Dans ce brouillard de communication, les adversaires trouvent un angle d’attaque simple et efficace : la « continuité ». Ils dénoncent la continuité des réseaux, des privilèges, de l’impunité, de la corruption et de l’inaction. Comme la transition tranche rarement de manière publique, l’accusation n’a même pas besoin de prouver : il lui suffit de suggérer. La rumeur prospère ainsi sur les silences et la suspicion sur les prudences. Si hier l’excès de parole donnait l’impression de travestir la réalité, aujourd’hui la retenue donne fortement l’impression de cacher des choses. Les partisans de l’ancien régime peuvent alors se permettre de jouer la carte du « nous, au moins, on construisait », tout en se recyclant en procureurs, dans une insupportable et cynique hypocrisie.

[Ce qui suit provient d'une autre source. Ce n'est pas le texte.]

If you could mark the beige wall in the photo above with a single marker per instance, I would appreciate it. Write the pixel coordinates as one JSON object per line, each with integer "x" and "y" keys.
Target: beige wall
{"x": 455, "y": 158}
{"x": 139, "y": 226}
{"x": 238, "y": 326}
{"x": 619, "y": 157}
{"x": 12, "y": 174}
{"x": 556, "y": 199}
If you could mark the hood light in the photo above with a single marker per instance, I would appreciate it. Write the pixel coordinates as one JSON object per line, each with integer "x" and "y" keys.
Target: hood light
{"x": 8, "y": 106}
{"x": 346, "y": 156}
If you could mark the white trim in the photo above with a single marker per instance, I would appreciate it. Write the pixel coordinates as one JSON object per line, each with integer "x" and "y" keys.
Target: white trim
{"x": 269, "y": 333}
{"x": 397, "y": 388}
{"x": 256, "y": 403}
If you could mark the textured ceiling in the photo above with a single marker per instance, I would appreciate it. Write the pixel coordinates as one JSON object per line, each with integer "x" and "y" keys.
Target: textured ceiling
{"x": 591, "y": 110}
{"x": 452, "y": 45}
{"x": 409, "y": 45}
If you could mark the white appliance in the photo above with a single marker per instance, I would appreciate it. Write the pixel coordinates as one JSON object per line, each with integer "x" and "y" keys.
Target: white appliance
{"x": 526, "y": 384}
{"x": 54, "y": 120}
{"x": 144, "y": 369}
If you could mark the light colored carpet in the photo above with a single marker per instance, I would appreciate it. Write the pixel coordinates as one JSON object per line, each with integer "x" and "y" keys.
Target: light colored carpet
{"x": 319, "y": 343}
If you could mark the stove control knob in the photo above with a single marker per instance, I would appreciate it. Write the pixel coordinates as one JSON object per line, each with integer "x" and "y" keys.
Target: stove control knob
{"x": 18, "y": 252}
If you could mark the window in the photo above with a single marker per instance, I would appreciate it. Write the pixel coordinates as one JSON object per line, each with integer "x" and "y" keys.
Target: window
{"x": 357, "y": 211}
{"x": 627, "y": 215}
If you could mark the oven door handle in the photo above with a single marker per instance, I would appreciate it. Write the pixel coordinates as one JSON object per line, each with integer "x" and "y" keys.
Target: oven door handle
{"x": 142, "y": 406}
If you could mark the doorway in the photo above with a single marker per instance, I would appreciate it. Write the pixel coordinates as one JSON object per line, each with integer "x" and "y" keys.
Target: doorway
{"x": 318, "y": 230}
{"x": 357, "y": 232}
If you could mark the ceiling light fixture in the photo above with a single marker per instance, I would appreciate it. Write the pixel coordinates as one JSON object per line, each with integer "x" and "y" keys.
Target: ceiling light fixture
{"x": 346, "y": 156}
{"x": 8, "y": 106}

L’argument de l’inaction est le plus politiquement rentable : la transition s’appuie sur des procédures, un calendrier et une prudence institutionnelle, imposant un tempo très peu visible. Les critiques, elles, n’ont besoin que de quelques images pour frapper : une nomination contestée, un dossier qui traîne, une arrestation sélective, un « gros poisson » qui circule librement, ou une réforme annoncée sans mode d’emploi. Et la formule tombe, nette et sans appel : « rupture promise, continuité organisée ». Le pouvoir est face à un triple piège : le silence, la posture défensive ou une justice spectaculaire sans pédagogie. Chaque option nourrit une nouvelle critique, d’où l’urgence absolue de rendre la rupture lisible à travers des mécanismes, des dispositifs et des preuves vérifiables.

Fragilité interne : les luttes au sein de la junte

Aux offensives externes s’ajoute un facteur interne largement corrosif qui pompe un maximum d’énergie : les luttes intestines. La junte et l’organisation de l’État ne sont que des assemblages hétéroclites. L’ennemi commun s’étant effacé, les rivalités et les ambitions font apparaître de profondes fractures, engendrant des luttes de pouvoir d’une extrême dangerosité qui s’appuient parfois sur des influences étrangères.

Faucons contre pragmatiques, sécuritaires contre technocrates, rupturistes contre recycleurs et ambitions personnelles : même invisibles pour le grand public, ces tensions laissent des traces évidentes. Elles se traduisent par des hésitations, des nominations contradictoires, des signaux confus, un calendrier qui glisse et une lutte anticorruption rythmée par les rapports de force. Finalement, on gouverne moins par décision que par recherche d’équilibre.

Cette fragilité a un effet mécanique pervers : elle attise les surenchères et les tentatives de récupération. Trop souvent, elle pousse à compenser cette faiblesse par une nouvelle verticalité visant à sécuriser, contrôler et réduire le débat, au risque de fabriquer exactement le fantôme autoritaire qu’on prétendait chasser. Le risque final est double : une paralysie à force de temporisation et de colmatage, couplée à une dérive confondant le contrôle avec la gouvernance.

La sortie par le haut porte un nom sobre : la cohérence. Elle doit être interne, avec un cap et des arbitrages assumés, et externe, via un contrat public de transparence et de participation. Car en définitive, un pouvoir qui ne raconte pas ce qu’il fait laisse inéluctablement les autres raconter ce qu’il est. Et, à Madagascar plus qu’ailleurs, « les autres » savent parfaitement faire basculer le scénario.